«Recuerdos del futuro», de Rodrigo Ledesma

Una pareja decide realizar una limpieza profunda de su casa, y encontrarán en una caja una serie de recuerdos que se anuncian proféticos.

Un cuento de Rodrigo Ledesma Goñi

Me acuerdo de una noche de trenzas y peldaños, y óxido, y collares,
me acuerdo, como ayer, de lo futuro.

Twilight, Francisco Bendezú

Estuvimos ordenando papeles y cambiando de lugar los muebles. También barrimos la sala y las habitaciones. La tarde del domingo se nos había hecho demasiado larga e improductiva. Por ello, decidimos hacer la limpieza y algo sorprendente: conversar.

—Es triste quitarle el polvo a las cosas y a los recuerdos —le dije.

Lorena seguía de espaldas a mí. Mientras con una mano retiraba los objetos que ya había limpiado, con la otra agitaba el trapo húmedo y castigaba a la suciedad. Su cabello, recogido en una cola de caballo, caía recto hasta su cintura y se torcía al final, formando un bucle brillante, por el cual solía jugar a meter los dedos.

—Sería mucho más triste dejar esto sucio y regalárselo a las ratas y a las cucarachas —respondió.

Asentí y sacudí el trapo como un látigo.

Continuamos con la limpieza en el cuarto de estudio, ordenando con paciencia lo que habíamos mantenido en el abandono durante años. El polvo, acumulado en todas partes, me hacía estornudar, pero persistí en mi tarea de rescatar lo que pudiera ser útil.
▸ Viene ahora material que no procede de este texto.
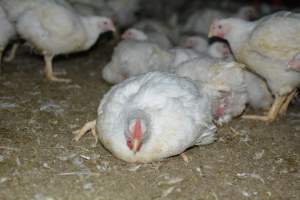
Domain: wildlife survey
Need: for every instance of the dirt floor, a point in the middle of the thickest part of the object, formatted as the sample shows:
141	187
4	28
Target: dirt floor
39	160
De repente, algo en la parte de arriba de los anaqueles atrajo mi atención.

—Hay una caja grande por allí —dije—. ¿La alcanzas a ver?

—Sí —dijo Lorena—. Pero no recuerdo haberla visto antes —puso ambas manos en su cintura y se empinó para tratar de ver mejor—. ¿Puedes bajarla?

—Iré por la escalera.

Me aseguré de que la escalera estuviera firme y empecé a trepar. Llegué sin problemas hasta la caja y le pasé el trapo para librarla del polvo y de los hongos que la deterioraban. Finalmente, la bajé con cuidado. No sospeché la sorpresa que su contenido nos tenía deparada.

—¡Hazlo despacio, me estás soltando el polvo en la cara!

—Discúlpame.

Lorena se puso de cuclillas y abrió la caja con cuidado.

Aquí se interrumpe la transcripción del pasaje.